Every year in February a group of North Americans from all walks of life travel to Guatemala and live together a unique and rewarding experience. They return to their comfortable homes inspired, with a new perspective on the world and how they can make a difference.
“Changing the world one stove at a time”, says it all. The GSP brings awareness to the volunteers who then spread the word further. We have also changed the future and the outlook of several hundred North American volunteers who have travelled with us to Guatemala to build stoves over the 20 years of our project work. Every volunteer, even the most travelled, comes back with a new perspective on life. We’re proud of our accomplishments and of the leadership of our Board of Directors and Tom Clarke who built the first 6 stoves in 1999.
“Working as a volunteer with the GSP has been an incredible experience. I have been able to travel to Guatemala, not just as a tourist, but as a friend of the Maya People, welcomed into their homes and allowed to share their daily experiences. It has also been a pleasure to share these adventures with a wonderful group of like-minded people at home here in Canada. Thanks everyone for the opportunities and the friendship‘.
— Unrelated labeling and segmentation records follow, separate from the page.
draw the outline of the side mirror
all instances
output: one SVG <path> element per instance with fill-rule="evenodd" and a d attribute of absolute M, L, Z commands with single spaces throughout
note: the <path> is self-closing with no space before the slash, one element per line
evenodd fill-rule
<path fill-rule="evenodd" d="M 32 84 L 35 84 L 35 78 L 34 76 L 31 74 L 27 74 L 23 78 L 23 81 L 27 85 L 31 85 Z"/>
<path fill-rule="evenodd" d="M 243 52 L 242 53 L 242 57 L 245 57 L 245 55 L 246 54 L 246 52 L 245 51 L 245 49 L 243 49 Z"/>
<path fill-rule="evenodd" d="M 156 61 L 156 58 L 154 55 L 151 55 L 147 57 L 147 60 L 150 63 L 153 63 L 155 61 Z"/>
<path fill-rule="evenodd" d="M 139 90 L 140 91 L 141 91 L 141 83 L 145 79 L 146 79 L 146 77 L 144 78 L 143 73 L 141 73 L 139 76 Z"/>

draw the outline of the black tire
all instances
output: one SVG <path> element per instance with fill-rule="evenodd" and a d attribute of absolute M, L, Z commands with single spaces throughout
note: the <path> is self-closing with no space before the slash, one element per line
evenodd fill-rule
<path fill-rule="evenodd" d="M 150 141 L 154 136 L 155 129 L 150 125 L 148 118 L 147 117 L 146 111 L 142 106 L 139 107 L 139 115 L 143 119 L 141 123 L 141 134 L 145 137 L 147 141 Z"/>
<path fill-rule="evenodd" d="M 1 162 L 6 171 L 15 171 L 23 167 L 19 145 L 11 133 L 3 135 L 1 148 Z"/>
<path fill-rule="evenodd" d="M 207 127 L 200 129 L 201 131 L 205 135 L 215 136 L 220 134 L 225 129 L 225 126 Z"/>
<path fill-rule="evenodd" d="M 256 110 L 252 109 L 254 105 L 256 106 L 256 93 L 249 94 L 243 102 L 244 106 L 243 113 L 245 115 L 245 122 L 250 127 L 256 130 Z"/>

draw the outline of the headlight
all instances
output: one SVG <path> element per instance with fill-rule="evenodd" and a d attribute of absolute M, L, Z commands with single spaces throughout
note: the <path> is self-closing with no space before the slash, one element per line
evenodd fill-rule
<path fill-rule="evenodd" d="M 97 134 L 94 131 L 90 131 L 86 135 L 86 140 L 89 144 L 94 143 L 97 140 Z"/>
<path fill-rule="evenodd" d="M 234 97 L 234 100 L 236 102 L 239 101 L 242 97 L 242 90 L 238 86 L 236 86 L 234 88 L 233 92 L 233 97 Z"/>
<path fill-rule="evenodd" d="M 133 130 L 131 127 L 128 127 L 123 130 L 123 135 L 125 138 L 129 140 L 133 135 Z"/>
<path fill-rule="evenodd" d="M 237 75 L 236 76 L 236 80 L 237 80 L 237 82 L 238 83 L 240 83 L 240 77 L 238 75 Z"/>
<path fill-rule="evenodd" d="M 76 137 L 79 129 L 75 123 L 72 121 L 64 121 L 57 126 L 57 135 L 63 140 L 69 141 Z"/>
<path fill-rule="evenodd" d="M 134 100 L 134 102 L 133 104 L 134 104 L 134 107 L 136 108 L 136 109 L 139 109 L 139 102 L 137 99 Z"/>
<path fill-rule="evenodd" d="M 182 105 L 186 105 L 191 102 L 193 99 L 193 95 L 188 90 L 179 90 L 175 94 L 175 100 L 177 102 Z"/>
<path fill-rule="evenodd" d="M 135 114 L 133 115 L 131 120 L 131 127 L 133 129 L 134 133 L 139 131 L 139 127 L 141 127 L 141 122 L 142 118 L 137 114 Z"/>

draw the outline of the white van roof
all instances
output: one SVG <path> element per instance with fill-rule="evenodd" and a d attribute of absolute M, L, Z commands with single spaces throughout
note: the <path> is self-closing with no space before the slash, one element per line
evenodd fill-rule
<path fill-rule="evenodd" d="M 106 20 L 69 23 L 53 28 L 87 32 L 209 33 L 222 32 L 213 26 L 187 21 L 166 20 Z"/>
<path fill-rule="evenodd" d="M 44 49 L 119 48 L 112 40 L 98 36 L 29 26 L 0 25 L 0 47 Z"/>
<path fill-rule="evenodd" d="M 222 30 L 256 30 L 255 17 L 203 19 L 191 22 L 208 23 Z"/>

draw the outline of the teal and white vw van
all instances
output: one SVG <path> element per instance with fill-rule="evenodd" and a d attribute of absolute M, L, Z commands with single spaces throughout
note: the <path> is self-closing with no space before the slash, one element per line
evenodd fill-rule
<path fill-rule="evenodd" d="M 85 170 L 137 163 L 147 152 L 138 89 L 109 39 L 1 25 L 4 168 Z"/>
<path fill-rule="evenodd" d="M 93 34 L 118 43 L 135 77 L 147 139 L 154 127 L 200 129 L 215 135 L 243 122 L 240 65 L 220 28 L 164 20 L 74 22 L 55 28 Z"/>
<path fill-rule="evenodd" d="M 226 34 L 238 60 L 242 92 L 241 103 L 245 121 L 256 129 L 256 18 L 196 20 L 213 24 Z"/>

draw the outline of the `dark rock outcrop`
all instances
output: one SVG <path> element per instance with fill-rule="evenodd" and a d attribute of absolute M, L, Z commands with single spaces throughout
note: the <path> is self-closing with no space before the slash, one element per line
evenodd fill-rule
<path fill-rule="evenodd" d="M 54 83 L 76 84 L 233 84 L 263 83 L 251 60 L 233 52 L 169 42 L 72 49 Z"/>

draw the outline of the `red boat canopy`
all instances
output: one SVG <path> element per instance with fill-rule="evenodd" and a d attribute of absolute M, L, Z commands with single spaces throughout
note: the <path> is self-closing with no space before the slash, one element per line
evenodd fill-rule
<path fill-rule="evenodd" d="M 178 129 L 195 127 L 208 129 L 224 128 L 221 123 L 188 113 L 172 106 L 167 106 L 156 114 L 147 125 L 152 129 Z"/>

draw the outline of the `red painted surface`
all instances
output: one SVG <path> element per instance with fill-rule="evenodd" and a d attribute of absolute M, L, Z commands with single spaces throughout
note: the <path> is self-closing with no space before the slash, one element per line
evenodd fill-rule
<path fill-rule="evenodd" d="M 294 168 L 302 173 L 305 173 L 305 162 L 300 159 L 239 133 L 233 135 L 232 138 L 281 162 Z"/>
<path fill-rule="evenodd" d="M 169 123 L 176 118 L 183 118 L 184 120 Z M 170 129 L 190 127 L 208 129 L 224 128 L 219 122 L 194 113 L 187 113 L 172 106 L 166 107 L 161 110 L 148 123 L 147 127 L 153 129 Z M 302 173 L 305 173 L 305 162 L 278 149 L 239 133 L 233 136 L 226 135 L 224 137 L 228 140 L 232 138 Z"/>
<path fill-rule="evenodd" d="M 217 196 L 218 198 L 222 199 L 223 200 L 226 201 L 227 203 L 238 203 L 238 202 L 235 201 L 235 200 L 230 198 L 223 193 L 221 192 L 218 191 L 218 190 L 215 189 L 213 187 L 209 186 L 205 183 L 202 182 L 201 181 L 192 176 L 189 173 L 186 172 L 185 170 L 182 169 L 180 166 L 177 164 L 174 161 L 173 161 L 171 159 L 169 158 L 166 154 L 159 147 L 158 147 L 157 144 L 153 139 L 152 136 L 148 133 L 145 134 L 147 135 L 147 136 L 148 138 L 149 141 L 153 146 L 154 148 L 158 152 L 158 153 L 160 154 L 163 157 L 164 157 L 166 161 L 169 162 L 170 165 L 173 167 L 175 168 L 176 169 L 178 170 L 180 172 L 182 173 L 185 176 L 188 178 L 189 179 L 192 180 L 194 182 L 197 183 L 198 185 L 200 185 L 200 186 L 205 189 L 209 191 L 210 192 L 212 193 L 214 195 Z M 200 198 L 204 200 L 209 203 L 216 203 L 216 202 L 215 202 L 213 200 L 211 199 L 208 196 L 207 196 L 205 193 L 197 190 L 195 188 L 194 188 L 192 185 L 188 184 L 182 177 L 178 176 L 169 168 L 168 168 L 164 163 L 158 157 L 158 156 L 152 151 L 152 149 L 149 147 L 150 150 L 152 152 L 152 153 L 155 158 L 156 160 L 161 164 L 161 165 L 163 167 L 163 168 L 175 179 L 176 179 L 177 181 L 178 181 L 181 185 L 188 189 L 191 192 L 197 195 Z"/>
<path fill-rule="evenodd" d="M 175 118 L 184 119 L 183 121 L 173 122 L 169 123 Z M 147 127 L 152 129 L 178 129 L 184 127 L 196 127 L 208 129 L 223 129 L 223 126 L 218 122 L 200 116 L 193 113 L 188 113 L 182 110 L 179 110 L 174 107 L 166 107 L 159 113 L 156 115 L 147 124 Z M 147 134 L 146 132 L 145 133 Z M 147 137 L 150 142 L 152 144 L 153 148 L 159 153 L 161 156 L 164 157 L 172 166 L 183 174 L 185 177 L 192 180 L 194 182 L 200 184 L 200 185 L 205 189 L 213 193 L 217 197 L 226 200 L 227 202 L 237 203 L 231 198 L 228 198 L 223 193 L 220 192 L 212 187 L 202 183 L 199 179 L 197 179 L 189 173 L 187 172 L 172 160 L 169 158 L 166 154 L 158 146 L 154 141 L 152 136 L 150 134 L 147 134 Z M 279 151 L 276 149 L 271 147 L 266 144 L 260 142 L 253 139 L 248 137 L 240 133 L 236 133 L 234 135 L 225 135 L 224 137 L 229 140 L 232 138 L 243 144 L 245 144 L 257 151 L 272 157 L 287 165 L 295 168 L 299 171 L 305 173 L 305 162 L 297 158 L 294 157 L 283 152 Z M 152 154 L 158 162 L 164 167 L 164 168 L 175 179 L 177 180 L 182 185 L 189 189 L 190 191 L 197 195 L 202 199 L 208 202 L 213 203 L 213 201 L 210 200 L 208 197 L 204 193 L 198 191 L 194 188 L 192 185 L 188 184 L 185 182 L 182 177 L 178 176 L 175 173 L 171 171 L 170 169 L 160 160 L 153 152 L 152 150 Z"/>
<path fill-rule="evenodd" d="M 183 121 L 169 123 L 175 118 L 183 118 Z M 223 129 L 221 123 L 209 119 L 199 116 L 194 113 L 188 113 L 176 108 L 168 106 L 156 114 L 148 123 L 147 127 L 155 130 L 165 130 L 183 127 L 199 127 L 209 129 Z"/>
“After making many trips to Guatemala and interacting with the Maya people over the past ten years, I am always humbled by what a strong resilient people they are. Considering the strife and daily struggles they continue to endure, I have a deep respect for their spirit and endurance. The children are absolutely beautiful, they learn the value of family and how to work to help the family succeed at a very young age. Even though the Maya have very, very few material possessions, they share a strong love of family, religious and cultural beliefs that we as individuals and a society can all learn from and benefit from. “
“My travels to Guatemala with the GSP have allowed an intimate connection with Maya families in western Guatemala – an area and culture very different from my own. This helps remind me that there are many different ways to live, and it challenges me to more carefully observe, listen and reflect upon many local and global issues. It inspires me toward action.”
“Most homes we enter are unlike anything imaginable here in Canada, often just 2 rooms. I feel like I am passing into a different century, simplicity and scarcity to the extreme. With much experience they keep it together and the women expertly coax the fire and cook their families’ meals on the stove. There is a directness to the tasks at hand and how they are executed – no flipping of switches here, or asking, “Siri set a timer”. It’s cooking with full attention to both food and fire. Soon enough the family will arrive for their meal and gather around the stove on their stools and dig in. Buen Provecho!”